THANK YOU FOR VISITING SWEATSCIENCE.COM!
As of September 2017, new Sweat Science columns are being published at www.outsideonline.com/sweatscience. Check out my bestselling new book on the science of endurance, ENDURE: Mind, Body, and the Curiously Elastic Limits of Human Performance, published in February 2018 with a foreword by Malcolm Gladwell.
- Alex Hutchinson (@sweatscience)
Researchers have been studying how music and other “distractions” affect exercise performance for decades (see here, for instance), hoping to trick us into pushing a little harder without realizing it. One of the factors they’ve looked at extensively is the speed of the music — the idea that faster tempos make us pick up the pace. The problem is that the effects of tempo tend to be swamped by the effect of whether the subjects in the experiment like the particular tunes selected for them. There’s a neat study that gets around this problem that just appeared online, in advance of print, at the Scandinavian Journal of Medicine & Science in Sports, by researchers from Liverpool John Moores University in Britain.
Basically, the researchers had subjects cycle for 25 minutes as hard as they chose, while listening to a set of six songs. They repeated the experiment three times with the same songs each time, with one catch: unbeknownst to the listeners, the music was sped up by 10% in one trial, and slowed down by 10% in another trial. This eliminated the question of whether the results were being skewed because, say, everyone really loved the Glenn Frey track.

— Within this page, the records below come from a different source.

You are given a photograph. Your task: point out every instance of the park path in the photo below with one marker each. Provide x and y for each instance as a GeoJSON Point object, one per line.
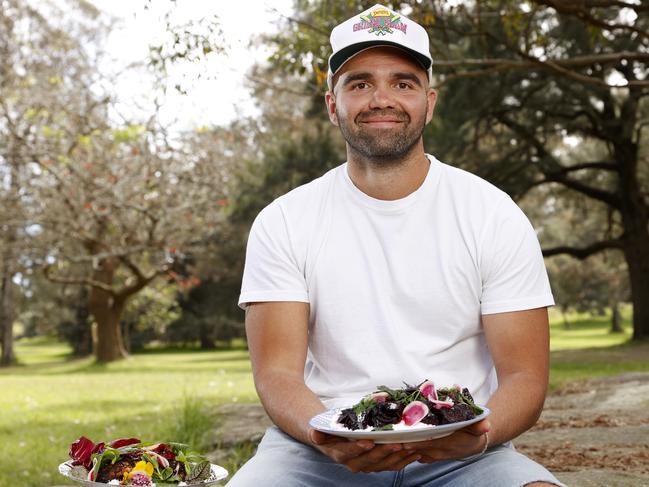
{"type": "Point", "coordinates": [592, 433]}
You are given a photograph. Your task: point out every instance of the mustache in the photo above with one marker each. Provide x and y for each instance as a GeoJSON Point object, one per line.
{"type": "Point", "coordinates": [374, 114]}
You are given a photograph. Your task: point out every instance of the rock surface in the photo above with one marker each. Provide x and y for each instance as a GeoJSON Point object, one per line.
{"type": "Point", "coordinates": [592, 434]}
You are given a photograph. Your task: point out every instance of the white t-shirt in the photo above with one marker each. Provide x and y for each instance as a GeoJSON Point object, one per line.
{"type": "Point", "coordinates": [396, 288]}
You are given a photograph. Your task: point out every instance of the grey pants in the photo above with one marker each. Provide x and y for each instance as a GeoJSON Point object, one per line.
{"type": "Point", "coordinates": [281, 461]}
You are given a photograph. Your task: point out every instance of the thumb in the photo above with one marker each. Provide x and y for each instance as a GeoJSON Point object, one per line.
{"type": "Point", "coordinates": [479, 428]}
{"type": "Point", "coordinates": [318, 437]}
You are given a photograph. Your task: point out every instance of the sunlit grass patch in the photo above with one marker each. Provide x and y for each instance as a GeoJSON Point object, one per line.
{"type": "Point", "coordinates": [50, 400]}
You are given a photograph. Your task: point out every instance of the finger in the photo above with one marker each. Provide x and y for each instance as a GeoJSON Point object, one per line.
{"type": "Point", "coordinates": [320, 438]}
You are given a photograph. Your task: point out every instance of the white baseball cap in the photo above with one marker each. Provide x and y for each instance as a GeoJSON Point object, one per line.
{"type": "Point", "coordinates": [378, 26]}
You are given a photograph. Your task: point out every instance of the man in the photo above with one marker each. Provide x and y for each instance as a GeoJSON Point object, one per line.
{"type": "Point", "coordinates": [393, 267]}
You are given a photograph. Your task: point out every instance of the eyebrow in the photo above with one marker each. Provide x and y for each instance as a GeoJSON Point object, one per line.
{"type": "Point", "coordinates": [407, 76]}
{"type": "Point", "coordinates": [363, 76]}
{"type": "Point", "coordinates": [357, 77]}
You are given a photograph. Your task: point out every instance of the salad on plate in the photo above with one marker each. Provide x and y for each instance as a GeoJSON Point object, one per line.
{"type": "Point", "coordinates": [387, 409]}
{"type": "Point", "coordinates": [130, 461]}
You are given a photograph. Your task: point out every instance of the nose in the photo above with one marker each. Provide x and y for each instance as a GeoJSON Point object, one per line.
{"type": "Point", "coordinates": [382, 97]}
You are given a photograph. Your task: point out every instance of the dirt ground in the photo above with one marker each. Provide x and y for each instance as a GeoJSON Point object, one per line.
{"type": "Point", "coordinates": [592, 433]}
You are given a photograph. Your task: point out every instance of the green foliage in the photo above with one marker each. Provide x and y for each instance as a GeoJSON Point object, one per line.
{"type": "Point", "coordinates": [192, 422]}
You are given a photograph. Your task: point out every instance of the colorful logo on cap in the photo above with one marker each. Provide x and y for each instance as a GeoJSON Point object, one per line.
{"type": "Point", "coordinates": [381, 22]}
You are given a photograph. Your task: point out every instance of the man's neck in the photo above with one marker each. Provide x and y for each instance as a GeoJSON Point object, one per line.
{"type": "Point", "coordinates": [388, 180]}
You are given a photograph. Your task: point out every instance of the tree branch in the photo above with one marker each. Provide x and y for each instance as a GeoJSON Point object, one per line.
{"type": "Point", "coordinates": [83, 281]}
{"type": "Point", "coordinates": [584, 252]}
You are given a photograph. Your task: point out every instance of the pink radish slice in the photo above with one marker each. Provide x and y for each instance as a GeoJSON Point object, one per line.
{"type": "Point", "coordinates": [414, 412]}
{"type": "Point", "coordinates": [428, 390]}
{"type": "Point", "coordinates": [443, 404]}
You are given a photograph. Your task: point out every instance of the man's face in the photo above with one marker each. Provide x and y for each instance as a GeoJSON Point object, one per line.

As expected, the subjects biked a few percent faster and harder when the music was faster, and performed worse when the music was slower. Here’s the interesting twist: it wasn’t that faster music somehow numbed their pain and allowed them to work harder with no extra effort — their “perceived exertion” ratings were higher too.
That is, [the researchers write,] healthy individuals performing submaximal exercise not only worked harder with faster music but also chose to do so and enjoyed the music more when it was played at a faster tempo.
Remember the old tape players that had adjustible speed (so you could fine-tune the pitch of music)? Wouldn’t it be nice if MP3 players started including a little knob where you could fiddle with the speed of playback by a few percent in either direction, so that you could give yourself a little boost late in a workout?